The reward model inherits biases from its human trainers. If raters systematically prefer responses that confirm their existing beliefs, the model learns to produce confirmatory responses. If raters prefer certain writing styles or struggle to evaluate technical accuracy, these limitations transfer to the model.

Mitigating bias requires diverse rater pools representing different perspectives, careful annotation guidelines that specify what should and should not matter, quality control to identify and correct systematic errors, and sometimes explicit debiasing techniques applied to the reward model.

Comparison Limitations

Some important qualities are hard to evaluate through quick comparisons. Factual accuracy often requires research that raters cannot perform in the time allocated. Long-term helpfulness—whether advice actually works when followed—cannot be assessed from a single response. Subtle errors in technical content may not be caught by non-expert raters.

This has led to hybrid approaches that combine RLHF with fact-checking systems, domain expert review, and automated verification where possible.
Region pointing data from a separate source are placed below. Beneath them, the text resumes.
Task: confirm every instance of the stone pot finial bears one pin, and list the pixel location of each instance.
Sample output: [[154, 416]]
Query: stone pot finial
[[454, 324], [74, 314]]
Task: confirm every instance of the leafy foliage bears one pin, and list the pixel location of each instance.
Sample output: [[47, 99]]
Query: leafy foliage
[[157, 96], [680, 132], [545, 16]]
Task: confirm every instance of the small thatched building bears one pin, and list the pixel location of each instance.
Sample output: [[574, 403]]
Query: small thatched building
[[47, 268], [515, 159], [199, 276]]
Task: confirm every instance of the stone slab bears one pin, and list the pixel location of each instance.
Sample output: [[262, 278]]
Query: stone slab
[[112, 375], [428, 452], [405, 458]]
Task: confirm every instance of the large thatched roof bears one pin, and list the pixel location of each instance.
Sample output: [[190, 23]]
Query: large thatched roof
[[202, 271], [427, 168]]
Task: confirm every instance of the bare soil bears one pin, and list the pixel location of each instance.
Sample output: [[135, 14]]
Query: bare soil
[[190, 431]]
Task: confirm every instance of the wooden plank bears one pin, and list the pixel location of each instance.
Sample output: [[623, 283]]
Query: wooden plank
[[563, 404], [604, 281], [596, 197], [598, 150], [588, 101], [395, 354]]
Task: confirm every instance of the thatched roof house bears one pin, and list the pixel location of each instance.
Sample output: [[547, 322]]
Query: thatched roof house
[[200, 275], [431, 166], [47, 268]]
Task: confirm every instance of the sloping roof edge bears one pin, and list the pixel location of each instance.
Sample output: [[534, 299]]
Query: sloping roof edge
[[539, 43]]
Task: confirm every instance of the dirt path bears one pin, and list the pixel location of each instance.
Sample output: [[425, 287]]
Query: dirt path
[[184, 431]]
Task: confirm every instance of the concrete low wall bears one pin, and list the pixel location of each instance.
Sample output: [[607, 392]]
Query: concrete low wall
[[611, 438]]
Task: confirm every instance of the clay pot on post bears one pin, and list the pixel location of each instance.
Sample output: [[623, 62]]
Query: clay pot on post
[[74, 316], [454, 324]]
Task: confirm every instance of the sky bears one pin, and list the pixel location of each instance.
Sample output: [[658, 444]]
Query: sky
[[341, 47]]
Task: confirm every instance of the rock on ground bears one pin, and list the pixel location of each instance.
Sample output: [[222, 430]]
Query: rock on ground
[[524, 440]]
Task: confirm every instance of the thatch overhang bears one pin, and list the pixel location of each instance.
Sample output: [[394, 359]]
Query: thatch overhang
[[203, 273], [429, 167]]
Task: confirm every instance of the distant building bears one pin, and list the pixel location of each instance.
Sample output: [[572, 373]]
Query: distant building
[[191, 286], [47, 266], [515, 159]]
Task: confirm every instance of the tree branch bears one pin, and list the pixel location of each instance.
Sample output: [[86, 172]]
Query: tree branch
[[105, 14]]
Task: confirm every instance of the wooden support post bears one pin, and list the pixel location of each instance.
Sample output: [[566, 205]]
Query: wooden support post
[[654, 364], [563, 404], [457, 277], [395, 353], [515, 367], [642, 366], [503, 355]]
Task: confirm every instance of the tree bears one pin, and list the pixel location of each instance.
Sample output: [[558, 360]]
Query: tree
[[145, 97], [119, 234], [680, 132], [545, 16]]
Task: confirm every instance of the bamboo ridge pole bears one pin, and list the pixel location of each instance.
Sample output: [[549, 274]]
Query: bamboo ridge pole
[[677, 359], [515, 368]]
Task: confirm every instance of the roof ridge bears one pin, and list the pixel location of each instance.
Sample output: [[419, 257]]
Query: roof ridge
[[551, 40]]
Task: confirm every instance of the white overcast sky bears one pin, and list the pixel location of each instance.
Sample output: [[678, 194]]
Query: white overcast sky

Mode Collapse and Diversity

Heavy optimization can cause the model to lose diversity, producing similar "safe" responses to different queries. The model finds response patterns that reliably score well and sticks to them, even when variety would be more helpful. Maintaining response diversity while improving average quality requires careful balancing of optimization pressure.

Beyond Basic RLHF

The field has moved significantly beyond the original RLHF formulation. Important developments include:

  • Constitutional AI: Developed by Anthropic, this approach has the model critique and revise its own responses according to explicit principles (a "constitution"), generating training data for the reward model through self-improvement rather than human comparison. This reduces reliance on human labelers and makes the training criteria more transparent.
  • Direct Preference Optimization (DPO): A simpler approach that trains directly on preference data without a separate reward model, avoiding some of the instabilities and complexities of RL optimization while achieving similar results.
  • AI Feedback: Using AI systems to provide some of the feedback traditionally provided by humans. AI raters can be faster and more consistent, though they may also propagate or amplify biases.
  • Process Reward Models: Rather than evaluating only final responses, these models evaluate the reasoning process, providing feedback on intermediate steps. This is particularly important for tasks requiring complex reasoning.
  • Iterative RLHF: Multiple rounds of RLHF training, where each round improves on the previous one, with updated reward models reflecting evolving human preferences.

The Bigger Picture

RLHF is best understood as part of a broader effort to align AI systems with human values. It represents a practical, scalable approach that has dramatically improved the usability and safety of language models. The transformation from GPT-3 (pre-RLHF) to ChatGPT (post-RLHF) demonstrated how much difference alignment training makes in creating systems people actually want to use.

However, RLHF is not a complete solution to alignment. It captures preferences that humans can articulate through comparisons, but some important values may not be expressible this way. It optimizes for what raters prefer, not necessarily for what is genuinely good. It addresses current AI systems but may need fundamental revision as systems become more capable.

As AI systems become more powerful, the stakes of alignment grow higher. RLHF provides a foundation, but building truly robust alignment likely requires complementary approaches: better interpretability to understand what models are actually learning, stronger theoretical foundations for what alignment means mathematically, more robust evaluation methods to verify alignment holds in deployment, and governance structures to ensure AI development benefits humanity broadly.

Understanding RLHF is understanding one of the most important tools we currently have for shaping AI behavior. Its successes illuminate what is possible with current techniques; its limitations point toward the work that remains to be done.